# A2 - Bias in Data Assignment
The goal of this assignment is to explore the concept of bias through data on Wikipedia articles - specifically, articles on political figures from a variety of countries. For this assignment, you will combine a dataset of Wikipedia articles with a dataset of country populations, and use a machine learning service called ORES to estimate the quality of each article.

You are expected to perform an analysis of how the coverage of politicians on Wikipedia and the quality of articles about politicians varies between countries. Your analysis will consist of a series of tables that show:
1. the countries with the greatest and least coverage of politicians on Wikipedia compared to their population.
2. the countries with the highest and lowest proportion of high quality articles about politicians.
3. a ranking of geographic regions by articles-per-person and proportion of high quality articles.

You are also expected to write a short reflection on the project that focuses on how both your findings from this analysis and the process you went through to reach those findings helps you understand the causes and consequences of biased data in large, complex data science projects.


In [1]:
import pandas as pd
import numpy as np

## Data Acquisition

The first step is getting the data, which lives in several different places.
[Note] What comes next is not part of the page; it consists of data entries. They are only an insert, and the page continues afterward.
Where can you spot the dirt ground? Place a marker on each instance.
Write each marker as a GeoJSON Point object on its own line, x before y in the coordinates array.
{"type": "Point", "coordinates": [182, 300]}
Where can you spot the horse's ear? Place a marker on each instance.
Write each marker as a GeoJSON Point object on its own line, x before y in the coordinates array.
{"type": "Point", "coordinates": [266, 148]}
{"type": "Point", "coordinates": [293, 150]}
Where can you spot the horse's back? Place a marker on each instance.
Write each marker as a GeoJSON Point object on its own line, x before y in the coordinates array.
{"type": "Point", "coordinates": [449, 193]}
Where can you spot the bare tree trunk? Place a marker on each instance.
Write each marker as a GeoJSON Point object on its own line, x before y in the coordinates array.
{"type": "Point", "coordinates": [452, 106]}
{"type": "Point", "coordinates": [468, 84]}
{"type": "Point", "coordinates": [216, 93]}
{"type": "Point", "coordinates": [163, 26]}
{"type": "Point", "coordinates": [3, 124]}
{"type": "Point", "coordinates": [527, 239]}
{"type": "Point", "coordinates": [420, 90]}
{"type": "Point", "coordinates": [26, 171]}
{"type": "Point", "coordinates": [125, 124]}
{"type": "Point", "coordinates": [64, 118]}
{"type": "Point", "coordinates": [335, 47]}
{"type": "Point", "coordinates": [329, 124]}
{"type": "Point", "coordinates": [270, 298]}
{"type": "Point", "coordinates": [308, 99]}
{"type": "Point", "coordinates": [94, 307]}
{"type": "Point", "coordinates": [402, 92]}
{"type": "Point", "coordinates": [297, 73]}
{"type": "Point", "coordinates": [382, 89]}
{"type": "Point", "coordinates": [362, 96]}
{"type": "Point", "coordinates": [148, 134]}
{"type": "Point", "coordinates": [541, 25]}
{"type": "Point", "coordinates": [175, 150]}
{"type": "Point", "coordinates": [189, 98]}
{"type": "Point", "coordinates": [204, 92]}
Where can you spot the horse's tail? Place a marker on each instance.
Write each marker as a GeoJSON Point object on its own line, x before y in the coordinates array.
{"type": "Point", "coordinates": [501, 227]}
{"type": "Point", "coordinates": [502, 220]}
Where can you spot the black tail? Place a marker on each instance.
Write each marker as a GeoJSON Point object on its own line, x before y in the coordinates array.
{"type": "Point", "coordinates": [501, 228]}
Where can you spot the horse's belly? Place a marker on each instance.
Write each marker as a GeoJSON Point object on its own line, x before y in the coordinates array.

The Wikipedia politicians by country dataset can be found on Figshare. Read through the documentation for this repository, then download and unzip it to extract the data file, which is called page_data.csv.

The population data is available in CSV format as WPDS_2020_data.csv. This dataset is drawn from the world population data sheet published by the Population Reference Bureau.

#### Politicians by Country from the English-language Wikipedia

The data was extracted via the Wikimedia API using the associated code. It is formatted as a CSV and saved as page_data.csv in the "data" directory. Columns are:

1. "country", containing the sanitised country name, extracted from the category name;
2. "page", containing the unsanitised page title.
3. "last_edit", containing the edit ID of the last edit to the page.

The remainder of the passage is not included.